España está pagando un alto precio por la ingenuidad de los mismos dirigentes que pactaron una transición cediendo competencias fundamentales a los separatistas. La secesión está fundada sobre una educación pública que durante casi cuarenta años ha favorecido el crecimiento del caldo separatista, poniendo el acento en las diferencias lingüísticas y culturales antes que en aquello que une a los españoles. La ideología sectaria subyacente a este proceso (el marxismo antes y el relativismo izquierdista hoy) promovió de manera eficaz la división de los catalanes y los vascos. Hoy, un Estado debilitado por el relativismo evanescente es un Estado que abjura de la historia de España y de la tradición religiosa que actúa como argamasa de unidad nacional.

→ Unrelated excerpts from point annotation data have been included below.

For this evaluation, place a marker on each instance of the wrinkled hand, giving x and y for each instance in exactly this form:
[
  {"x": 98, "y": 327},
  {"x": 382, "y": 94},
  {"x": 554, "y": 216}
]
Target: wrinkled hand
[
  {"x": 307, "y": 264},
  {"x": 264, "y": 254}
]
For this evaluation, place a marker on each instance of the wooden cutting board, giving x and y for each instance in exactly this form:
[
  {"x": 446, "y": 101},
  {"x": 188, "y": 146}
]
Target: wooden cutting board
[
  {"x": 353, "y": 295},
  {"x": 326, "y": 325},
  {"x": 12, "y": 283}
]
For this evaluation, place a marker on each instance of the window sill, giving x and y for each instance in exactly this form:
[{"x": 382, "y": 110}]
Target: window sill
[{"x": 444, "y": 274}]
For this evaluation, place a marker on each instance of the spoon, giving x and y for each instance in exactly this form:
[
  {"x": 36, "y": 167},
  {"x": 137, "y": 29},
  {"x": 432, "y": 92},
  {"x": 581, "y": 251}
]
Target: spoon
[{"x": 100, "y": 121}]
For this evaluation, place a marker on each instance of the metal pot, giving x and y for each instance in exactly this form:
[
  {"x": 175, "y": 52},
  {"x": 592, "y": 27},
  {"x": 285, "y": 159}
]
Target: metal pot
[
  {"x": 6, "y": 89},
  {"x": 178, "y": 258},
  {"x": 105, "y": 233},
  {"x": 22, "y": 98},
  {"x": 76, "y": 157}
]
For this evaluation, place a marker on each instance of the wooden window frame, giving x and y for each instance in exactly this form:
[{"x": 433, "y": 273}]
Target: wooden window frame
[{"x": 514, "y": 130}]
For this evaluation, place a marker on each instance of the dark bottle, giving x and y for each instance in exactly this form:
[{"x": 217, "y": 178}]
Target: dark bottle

Menuda lección para el Perú. Si cedemos la educación al enemigo sectario y relativista, no nos quejemos después cuando llegue el separatismo a tocar nuestra puerta. Si las nuevas generaciones de peruanos son capturadas por ideologías disolventes de odio y resentimiento perpetuo, el electorado puede volcarse hacia opciones radicales. De allí la importancia de la educación. Recuperarla para la Peruanidad es un imperativo moral de cara al Bicentenario. Necesitamos ideas que nos unan, ideas basadas en la realidad de nuestro mestizaje histórico. De lo contrario, si apostamos por la secesión y el odio, muy pronto estallará el llanto y el rechinar de dientes.